Uses [OpenAI CLIP](https://github.com/openai/CLIP) image encoder as the appearance feature extractor, producing 1024-d vectors. Effective for general object categories beyond persons.

```python
# pip install git+https://github.com/openai/CLIP.git
from deep_sort_realtime.deepsort_tracker import DeepSort
import numpy as np

tracker = DeepSort(
    max_age=30,
    embedder="clip_ViT-B/32",   # options: clip_RN50 | clip_RN101 | clip_RN50x4 |
                                 #          clip_RN50x16 | clip_ViT-B/32 | clip_ViT-B/16
    embedder_wts=None,           # None → auto-download or look in embedder/weights/
    embedder_gpu=False,
    bgr=True,
)

frame = np.zeros((720, 1280, 3), dtype=np.uint8)
dets  = [([50, 50, 100, 150], 0.88, "cat"), ([300, 100, 80, 120], 0.79, "dog")]

tracks = tracker.update_tracks(dets, frame=frame)
for track in tracks:
    if track.is_confirmed():
        print(f"Track {track.track_id} | class={track.get_det_class()} | feat_dim={track.get_feature().shape}")
```

---

## Running the test suite

```bash
# From the repository root
python3 -m unittest
```

---

## Summary

`deep-sort-realtime` is the go-to drop-in multi-object tracker for real-time Python pipelines.

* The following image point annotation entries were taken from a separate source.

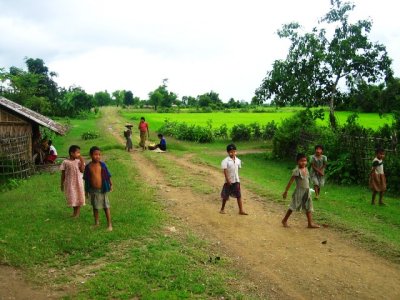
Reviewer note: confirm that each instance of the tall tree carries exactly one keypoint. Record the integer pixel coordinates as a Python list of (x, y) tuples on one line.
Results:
[(320, 67)]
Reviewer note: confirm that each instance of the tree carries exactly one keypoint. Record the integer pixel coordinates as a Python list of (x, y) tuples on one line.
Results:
[(319, 67), (102, 98)]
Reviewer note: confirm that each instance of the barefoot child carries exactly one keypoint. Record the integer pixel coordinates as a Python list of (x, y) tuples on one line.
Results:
[(71, 179), (301, 198), (377, 179), (97, 185), (318, 165), (231, 165)]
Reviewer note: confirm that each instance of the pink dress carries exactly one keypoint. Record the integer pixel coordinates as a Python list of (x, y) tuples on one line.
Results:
[(73, 183)]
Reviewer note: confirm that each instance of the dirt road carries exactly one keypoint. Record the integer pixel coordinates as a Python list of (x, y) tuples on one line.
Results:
[(283, 263)]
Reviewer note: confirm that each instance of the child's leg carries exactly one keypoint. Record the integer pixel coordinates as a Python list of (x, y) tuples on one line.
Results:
[(284, 220), (316, 189), (373, 197), (240, 204), (108, 216), (96, 216), (381, 198), (222, 211), (310, 222)]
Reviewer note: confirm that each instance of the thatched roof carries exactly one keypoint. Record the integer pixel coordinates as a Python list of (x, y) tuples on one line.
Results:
[(32, 115)]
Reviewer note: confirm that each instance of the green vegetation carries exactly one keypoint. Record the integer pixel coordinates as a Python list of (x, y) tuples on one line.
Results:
[(140, 258), (156, 120)]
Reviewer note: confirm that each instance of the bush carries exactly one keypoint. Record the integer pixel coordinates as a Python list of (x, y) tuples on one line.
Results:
[(269, 130), (240, 132), (90, 135)]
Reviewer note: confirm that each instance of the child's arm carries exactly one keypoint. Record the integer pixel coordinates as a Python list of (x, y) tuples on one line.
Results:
[(288, 186), (82, 164), (62, 180), (226, 176)]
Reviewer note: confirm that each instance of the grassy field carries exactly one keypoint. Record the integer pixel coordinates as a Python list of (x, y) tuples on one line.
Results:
[(369, 120), (139, 259), (346, 208)]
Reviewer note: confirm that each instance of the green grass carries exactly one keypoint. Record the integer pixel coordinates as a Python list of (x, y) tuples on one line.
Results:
[(346, 208), (138, 259), (155, 120)]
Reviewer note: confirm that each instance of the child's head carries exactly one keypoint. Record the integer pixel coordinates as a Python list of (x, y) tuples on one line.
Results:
[(74, 151), (380, 153), (301, 160), (319, 149), (231, 149), (95, 153)]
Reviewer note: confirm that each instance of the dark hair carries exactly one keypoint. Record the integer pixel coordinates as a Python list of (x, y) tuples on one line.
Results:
[(319, 146), (300, 156), (94, 148), (73, 149), (230, 147)]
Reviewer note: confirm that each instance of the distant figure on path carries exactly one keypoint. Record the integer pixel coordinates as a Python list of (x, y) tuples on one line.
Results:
[(71, 179), (377, 179), (318, 165), (128, 137), (301, 198), (144, 132), (231, 188)]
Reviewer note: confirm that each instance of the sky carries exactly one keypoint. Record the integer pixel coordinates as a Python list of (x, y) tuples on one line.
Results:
[(222, 45)]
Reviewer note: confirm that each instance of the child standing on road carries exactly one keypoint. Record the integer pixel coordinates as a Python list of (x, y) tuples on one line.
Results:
[(97, 185), (71, 180), (301, 198), (318, 165), (144, 132), (377, 179), (231, 165)]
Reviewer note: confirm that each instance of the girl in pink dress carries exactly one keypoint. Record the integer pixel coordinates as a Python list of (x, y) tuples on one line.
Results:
[(72, 181)]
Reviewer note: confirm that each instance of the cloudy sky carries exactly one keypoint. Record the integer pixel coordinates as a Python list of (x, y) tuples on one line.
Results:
[(221, 45)]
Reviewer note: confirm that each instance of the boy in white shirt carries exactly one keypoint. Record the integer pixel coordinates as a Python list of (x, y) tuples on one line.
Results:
[(231, 188)]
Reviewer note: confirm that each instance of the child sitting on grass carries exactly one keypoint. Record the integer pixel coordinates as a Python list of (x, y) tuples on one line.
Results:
[(377, 179), (231, 165), (301, 198), (71, 179), (97, 185), (318, 165)]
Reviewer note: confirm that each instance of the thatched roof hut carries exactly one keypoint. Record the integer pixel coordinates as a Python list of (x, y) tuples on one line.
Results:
[(19, 133)]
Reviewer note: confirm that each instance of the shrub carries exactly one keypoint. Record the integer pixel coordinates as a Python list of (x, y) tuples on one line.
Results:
[(90, 135), (269, 130), (240, 132)]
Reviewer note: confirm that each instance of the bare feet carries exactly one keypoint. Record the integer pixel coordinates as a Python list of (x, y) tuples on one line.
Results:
[(312, 225), (284, 223)]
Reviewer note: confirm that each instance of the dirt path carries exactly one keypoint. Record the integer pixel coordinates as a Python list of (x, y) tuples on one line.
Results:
[(282, 263)]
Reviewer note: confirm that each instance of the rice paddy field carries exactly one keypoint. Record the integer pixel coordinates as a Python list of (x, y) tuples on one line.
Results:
[(368, 120)]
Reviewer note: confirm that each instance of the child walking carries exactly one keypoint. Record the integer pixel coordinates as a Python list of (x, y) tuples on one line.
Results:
[(231, 165), (97, 185), (301, 198), (318, 165), (377, 179), (71, 179)]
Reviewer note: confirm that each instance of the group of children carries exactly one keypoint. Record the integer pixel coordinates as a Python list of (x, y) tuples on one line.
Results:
[(301, 197), (94, 180)]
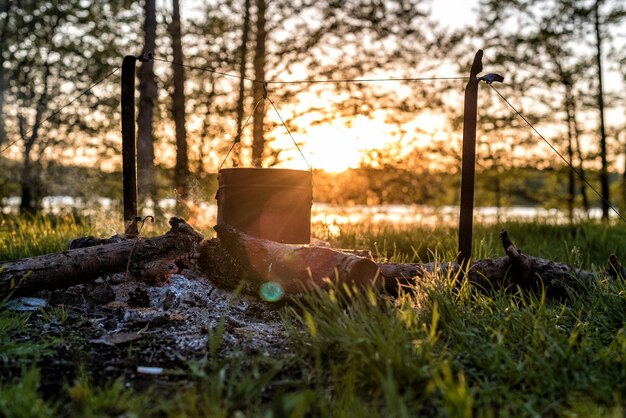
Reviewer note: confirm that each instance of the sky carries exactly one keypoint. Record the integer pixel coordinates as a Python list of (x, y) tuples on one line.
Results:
[(335, 147)]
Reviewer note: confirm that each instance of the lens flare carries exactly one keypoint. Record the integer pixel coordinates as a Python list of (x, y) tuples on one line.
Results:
[(271, 292)]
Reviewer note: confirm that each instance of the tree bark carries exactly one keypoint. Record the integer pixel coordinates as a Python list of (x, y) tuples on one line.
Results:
[(81, 265), (243, 50), (27, 180), (3, 47), (301, 268), (258, 138), (604, 171), (571, 183), (146, 175), (181, 171)]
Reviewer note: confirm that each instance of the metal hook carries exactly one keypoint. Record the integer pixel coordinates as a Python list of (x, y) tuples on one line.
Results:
[(492, 77), (145, 56)]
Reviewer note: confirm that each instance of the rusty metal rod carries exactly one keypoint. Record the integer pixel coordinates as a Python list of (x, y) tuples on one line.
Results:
[(129, 146), (469, 161)]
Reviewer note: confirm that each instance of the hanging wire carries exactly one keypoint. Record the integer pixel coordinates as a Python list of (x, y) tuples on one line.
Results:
[(60, 109), (238, 137), (559, 154), (291, 136)]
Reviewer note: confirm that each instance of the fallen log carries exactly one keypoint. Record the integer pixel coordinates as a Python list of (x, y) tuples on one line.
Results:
[(300, 268), (234, 258), (80, 265)]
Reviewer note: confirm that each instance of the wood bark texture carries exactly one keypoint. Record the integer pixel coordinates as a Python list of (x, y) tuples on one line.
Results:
[(236, 259), (80, 265)]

The single-call API (`update_tracks`) integrates with any detector that emits bounding boxes — YOLO, Detectron2, MMDetection, etc. — requiring only a list of `([l, t, w, h], confidence, class)` tuples and either a raw frame or pre-computed embeddings. The returned `Track` objects carry stable IDs across frames, Kalman-predicted and detection-exact bounding boxes in multiple formats, per-class labels, detection confidence, and arbitrary supplementary payloads, making it straightforward to build downstream logic such as trajectory analysis, counting, zone alerts, and activity recognition on top of the tracker output.

Integration patterns range from the simplest one-liner `DeepSort(max_age=5)` with the bundled MobileNetV2 embedder, to fully custom setups that plug in a domain-specific ReID model via `embedder=None` + manual `embeds=` passing, override the `Track` class with a `MyTrack` subclass for per-track state, enable daily ID resets via `today=`, and leverage background masking via instance masks for higher-quality appearance features. The library is installable from PyPI (`pip install deep-sort-realtime`) with optional heavy dependencies gated behind the chosen embedder backend, making it lightweight to integrate and easy to scale to production video-analytics systems.